Strapped City Needs New, Upgraded Fire Stations

Drought, budget woes raise concerns about fire coverage

In the midst of a third drought year, San Diego is thirsting for money to build badly needed new fire stations -- or, at the very least, to fully staff the ones it has, several of which require major upgrades.

According to a report  that Fire-Rescue Dept. Chief Tracy Jarman delivered Wednesday to a City Council committee, it will cost $62 million to build seven new stations and renovate seven others in areas where response times range from 7 to 10 minutes.

"Ten minutes -- a house can go down in 10 minutes," said Joel Garcia, who was grocery shopping in a mall near Station 47 in Pacific Highlands Ranch, which opened in February 2008 and was the last station built in the city. "Ten minutes is definitely longer than is acceptable."

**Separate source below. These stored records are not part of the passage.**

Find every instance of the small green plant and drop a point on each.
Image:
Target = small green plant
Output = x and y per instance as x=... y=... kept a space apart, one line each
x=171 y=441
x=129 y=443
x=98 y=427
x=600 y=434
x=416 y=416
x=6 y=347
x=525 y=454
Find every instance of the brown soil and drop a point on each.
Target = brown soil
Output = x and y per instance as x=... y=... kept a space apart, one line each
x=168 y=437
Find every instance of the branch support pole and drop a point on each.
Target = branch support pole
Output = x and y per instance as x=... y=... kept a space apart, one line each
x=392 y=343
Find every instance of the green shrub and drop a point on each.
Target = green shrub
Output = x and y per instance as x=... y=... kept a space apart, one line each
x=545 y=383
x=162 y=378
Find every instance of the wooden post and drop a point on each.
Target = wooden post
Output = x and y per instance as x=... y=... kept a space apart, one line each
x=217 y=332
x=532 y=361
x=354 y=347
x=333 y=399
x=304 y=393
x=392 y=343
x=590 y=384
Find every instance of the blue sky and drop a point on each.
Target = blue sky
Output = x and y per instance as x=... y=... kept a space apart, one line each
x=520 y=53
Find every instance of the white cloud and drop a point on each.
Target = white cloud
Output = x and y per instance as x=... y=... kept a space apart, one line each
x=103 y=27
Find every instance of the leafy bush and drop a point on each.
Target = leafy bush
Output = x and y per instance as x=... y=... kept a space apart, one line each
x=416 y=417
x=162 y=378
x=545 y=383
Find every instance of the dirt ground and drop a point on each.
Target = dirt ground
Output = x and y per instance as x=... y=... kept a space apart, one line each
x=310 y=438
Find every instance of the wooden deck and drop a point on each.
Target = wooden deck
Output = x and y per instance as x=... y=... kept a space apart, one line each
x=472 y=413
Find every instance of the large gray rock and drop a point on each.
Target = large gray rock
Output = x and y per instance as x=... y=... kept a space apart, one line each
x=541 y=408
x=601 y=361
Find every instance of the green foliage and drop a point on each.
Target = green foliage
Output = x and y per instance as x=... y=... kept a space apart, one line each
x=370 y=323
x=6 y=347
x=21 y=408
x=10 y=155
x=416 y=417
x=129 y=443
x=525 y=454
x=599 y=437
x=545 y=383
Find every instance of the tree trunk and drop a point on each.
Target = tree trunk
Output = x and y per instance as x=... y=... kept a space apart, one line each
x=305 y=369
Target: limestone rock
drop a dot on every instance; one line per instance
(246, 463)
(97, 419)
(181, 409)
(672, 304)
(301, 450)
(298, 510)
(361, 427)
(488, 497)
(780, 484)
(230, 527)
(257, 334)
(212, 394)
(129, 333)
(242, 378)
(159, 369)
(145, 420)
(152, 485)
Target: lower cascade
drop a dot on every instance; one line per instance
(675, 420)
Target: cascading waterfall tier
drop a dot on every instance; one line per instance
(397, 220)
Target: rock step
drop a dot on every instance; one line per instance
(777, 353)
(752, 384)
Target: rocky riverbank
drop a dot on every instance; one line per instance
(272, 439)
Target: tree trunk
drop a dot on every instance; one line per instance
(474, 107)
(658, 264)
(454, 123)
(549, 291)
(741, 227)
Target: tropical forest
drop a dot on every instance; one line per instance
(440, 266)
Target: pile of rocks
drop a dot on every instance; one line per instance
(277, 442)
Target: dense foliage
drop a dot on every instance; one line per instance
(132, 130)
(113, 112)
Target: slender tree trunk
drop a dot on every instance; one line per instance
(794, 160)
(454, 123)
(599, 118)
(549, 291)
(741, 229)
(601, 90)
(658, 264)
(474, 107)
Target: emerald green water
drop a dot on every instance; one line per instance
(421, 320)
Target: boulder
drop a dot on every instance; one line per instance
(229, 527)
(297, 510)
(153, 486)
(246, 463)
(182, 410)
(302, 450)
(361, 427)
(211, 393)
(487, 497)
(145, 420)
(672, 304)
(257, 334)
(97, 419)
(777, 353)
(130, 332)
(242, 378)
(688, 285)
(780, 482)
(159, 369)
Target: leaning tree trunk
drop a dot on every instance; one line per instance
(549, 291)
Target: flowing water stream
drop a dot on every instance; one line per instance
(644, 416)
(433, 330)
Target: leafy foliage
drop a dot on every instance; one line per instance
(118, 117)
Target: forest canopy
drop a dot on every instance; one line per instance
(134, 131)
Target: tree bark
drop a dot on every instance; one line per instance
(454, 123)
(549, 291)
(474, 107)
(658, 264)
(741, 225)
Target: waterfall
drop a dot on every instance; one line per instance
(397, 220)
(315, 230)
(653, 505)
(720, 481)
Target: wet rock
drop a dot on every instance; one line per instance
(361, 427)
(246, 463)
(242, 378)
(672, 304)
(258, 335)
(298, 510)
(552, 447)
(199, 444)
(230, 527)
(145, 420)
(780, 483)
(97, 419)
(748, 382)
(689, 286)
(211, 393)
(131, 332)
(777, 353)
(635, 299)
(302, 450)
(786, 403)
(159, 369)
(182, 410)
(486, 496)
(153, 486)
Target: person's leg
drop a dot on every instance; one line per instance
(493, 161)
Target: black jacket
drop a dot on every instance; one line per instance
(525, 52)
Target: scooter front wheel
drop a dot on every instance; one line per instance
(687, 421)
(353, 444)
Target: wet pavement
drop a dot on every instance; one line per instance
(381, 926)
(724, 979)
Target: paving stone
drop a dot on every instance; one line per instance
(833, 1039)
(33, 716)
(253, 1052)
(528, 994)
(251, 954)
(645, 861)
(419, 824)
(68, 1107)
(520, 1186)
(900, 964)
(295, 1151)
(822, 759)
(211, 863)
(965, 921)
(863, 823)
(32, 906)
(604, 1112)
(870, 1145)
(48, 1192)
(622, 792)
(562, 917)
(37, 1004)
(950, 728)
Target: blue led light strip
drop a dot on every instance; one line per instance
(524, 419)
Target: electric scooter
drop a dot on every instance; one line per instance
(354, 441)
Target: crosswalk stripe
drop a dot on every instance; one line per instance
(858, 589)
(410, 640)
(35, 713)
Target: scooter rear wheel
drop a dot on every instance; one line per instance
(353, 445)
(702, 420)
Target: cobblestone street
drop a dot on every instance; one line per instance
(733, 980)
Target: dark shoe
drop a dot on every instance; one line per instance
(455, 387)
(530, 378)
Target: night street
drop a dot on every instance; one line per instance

"Right now, we're just basically looking at where we can get in 10 minutes, 9 minutes, 8 minutes, and take it in one-minute bands and prioritize it," Jarman said in an interview.

She said the cost of staffing those new and upgraded stations, whenever there's enough money, would total about $33 million a year.

The Fire-Rescue Department has a wish list of 15 more new stations that would cost a combined $126 million, with $41 million in annual operating costs.

Because recession has starved the city's budget and reduced "developer impact fees" and private-property assessments to a trickle, the odds of a new station coming online in the next year or two are long, in Jarman's view.

"So we need to pick the communities that have the greatest need and at least start to move forward," Jarman said.

Residents of nearby communities which Station 47 serves directly -- or provides mutual aid to -- expressed concern about the funding shortage

"I'm for a little more tax to make sure we're covered," said Barbara Lampitt, whose home in Fairbanks Ranch is across the street from two that burned down in the October 2007 Firestorm. "I'm in the area where we do get fires."